Although the members states have direct responsibility, the financial might of agricultural aid means that it can be a driving force for change. Sophie Trémolet, director of water security for The Nature Conservancy’s Europe office, points out that the largest European investments in environmentally friendly solutions come from agricultural subsidies and agri-environmental measures.

“The funding is not allocated in a coordinated way, which means that if it goes to individual farmers, it cannot be used to invest where it is most effective. That is what has happened in the Mar Menor, and what is lacking is a comprehensive approach,” says Trémolet.

In a report published in 2019, The Nature Conservancy points to the CAP’s overall ineffectiveness in dealing with the environmental problems created by its agricultural subsidies and the use of agrochemicals. In addition, existing “green” requirements have focused more on the climate and environment than on the Water Framework Directive.

The European Court of Auditors (ECA) has been very critical of the so-called “green payments” introduced under the CAP in 2013 and allocated to farmers implementing environmentally friendly practices. In a report published in 2017, the ECA points to their very limited impact, given the complexity of greening, the overlap with requirements for other direct payments and the absence of clear objectives.

Aware of the criticism that one of the jewels in the crown of European policy has come up against, the European Commission announced major reforms under the new CAP (2021-2027): it will tighten the conditionality in terms of the environmental standards attached to direct aid and replace green payments with a scheme that encourages and rewards individual, crop-specific fertilisation plans. “The Commission’s proposal will help to improve nitrogen management on crops and farms,” says Loonela.

However, environmental organisations such as Greenpeace are not as optimistic about the changes proposed for reforming the CAP and bringing it into line with the European Green Deal.

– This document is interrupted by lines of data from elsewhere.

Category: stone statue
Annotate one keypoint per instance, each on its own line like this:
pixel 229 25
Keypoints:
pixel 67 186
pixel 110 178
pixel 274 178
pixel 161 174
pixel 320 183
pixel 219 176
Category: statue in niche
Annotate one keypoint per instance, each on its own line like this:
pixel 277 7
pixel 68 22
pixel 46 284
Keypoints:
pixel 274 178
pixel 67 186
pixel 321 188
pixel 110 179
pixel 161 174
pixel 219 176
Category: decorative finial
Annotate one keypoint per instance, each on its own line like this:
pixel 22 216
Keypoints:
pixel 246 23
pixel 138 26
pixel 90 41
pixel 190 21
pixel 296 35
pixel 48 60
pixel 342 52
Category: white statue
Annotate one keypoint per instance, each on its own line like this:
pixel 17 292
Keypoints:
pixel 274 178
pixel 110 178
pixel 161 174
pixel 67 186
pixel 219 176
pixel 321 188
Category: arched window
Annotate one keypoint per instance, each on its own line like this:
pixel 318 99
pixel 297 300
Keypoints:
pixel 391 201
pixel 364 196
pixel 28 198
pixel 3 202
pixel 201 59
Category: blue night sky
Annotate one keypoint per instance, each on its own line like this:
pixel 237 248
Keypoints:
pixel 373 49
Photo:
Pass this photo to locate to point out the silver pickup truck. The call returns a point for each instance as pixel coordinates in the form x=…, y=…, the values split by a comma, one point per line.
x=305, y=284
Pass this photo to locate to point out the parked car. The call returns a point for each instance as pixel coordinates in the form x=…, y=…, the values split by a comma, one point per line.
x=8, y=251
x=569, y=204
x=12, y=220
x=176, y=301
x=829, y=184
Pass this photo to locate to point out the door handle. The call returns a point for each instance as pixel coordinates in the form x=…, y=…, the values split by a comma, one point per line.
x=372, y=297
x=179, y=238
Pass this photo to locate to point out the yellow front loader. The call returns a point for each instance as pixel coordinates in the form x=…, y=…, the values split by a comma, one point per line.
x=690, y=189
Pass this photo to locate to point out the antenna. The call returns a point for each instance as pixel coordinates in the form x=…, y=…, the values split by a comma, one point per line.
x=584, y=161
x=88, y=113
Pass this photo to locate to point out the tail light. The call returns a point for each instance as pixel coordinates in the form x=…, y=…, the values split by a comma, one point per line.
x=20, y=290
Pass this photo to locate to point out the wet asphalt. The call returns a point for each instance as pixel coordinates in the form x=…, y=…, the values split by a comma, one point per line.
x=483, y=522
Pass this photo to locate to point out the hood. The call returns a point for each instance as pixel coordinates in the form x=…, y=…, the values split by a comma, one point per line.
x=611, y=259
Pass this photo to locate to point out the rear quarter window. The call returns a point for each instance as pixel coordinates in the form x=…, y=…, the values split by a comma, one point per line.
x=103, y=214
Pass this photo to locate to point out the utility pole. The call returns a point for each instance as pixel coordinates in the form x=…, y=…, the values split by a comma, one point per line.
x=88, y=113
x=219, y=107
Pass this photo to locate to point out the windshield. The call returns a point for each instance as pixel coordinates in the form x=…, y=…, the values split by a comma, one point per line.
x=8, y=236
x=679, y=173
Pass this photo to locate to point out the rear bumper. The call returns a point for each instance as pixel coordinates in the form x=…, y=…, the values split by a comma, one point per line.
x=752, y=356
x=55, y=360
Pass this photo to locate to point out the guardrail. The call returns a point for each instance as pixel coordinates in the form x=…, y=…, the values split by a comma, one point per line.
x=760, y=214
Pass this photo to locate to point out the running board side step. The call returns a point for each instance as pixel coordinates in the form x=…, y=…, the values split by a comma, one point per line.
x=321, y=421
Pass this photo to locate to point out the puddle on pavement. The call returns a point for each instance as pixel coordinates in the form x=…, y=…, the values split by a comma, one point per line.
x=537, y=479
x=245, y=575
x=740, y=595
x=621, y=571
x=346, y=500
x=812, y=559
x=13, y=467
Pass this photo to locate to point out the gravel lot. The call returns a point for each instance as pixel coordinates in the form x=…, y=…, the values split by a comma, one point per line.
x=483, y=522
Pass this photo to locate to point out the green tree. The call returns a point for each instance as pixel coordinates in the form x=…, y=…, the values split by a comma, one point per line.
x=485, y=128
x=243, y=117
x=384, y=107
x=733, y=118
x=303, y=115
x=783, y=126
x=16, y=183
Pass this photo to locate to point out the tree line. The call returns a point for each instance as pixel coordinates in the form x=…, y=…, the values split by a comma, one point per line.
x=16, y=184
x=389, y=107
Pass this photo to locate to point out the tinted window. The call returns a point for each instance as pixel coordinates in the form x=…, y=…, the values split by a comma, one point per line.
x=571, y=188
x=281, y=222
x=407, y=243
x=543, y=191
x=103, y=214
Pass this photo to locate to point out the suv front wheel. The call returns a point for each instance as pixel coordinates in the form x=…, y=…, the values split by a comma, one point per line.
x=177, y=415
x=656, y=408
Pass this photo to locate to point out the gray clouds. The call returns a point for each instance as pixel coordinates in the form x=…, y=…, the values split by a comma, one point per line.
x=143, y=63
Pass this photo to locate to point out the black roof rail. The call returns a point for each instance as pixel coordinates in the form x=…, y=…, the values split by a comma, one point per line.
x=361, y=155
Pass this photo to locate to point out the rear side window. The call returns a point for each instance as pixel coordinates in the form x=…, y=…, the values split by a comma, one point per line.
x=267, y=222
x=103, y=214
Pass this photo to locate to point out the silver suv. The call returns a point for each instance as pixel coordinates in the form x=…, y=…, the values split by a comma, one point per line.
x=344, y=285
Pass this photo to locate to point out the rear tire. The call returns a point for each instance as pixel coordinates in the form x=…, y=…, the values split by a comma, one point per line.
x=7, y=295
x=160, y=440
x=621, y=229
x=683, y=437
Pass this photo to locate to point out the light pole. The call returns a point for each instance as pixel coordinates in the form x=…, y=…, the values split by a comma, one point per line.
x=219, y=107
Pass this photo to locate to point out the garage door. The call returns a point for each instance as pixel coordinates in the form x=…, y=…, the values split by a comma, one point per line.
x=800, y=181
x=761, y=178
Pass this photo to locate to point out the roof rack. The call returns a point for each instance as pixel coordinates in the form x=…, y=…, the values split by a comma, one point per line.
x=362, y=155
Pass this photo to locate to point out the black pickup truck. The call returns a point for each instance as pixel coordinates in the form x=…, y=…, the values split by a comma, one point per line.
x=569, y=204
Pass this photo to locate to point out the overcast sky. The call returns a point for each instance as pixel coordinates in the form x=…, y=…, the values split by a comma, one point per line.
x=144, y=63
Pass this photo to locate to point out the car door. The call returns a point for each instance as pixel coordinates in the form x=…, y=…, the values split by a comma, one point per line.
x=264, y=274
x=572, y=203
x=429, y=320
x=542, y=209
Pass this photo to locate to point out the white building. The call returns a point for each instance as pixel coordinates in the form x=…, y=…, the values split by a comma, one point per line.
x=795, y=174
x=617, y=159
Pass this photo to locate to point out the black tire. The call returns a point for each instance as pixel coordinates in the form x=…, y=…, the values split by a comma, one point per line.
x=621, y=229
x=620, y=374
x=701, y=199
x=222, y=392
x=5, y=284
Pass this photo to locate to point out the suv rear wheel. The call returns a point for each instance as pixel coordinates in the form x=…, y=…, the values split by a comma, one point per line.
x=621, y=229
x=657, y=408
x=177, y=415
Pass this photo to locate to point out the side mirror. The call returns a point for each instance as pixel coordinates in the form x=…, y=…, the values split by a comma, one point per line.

The Water Framework Directive set the ambitious goal, originally for 2015, then 2021, of all European waters reaching a “good chemical and ecological status” level by 2027. A recent study by the Polytechnic University of Valencia calculates it will take at least nine years before we start to see the benefits of the measures proposed to clean up the Campo de Cartagena aquifer, which has been polluted for decades by agricultural fertilisers and which is connected to the Mar Menor.

These measures, similar to those proposed in a law passed in July to recover and protect the lagoon, restrict the use of fertilisers throughout the basin and oblige large farms to measure them, as well as establishing a 1,500 metre protection strip between the crops and the shore, where only organic and precision farming is allowed within 500 metres of the water.

María del Carmen Villena watches the sunset on Villananitos beach, oblivious to the plans of the EU and the government. This year, the water is clearer than last year, but the retired couple chose not to swim, having seen the amount of fish and crustaceans that died there en masse in 2019. Even so, and with the permission of the rows of buildings crammed together on the horizon, they enjoy the surrounding landscape. “This is like paradise,” says her husband Pedro Cebrián. “But the worst thing is that they don’t know it,” she replies.

This article has been translated from Spanish.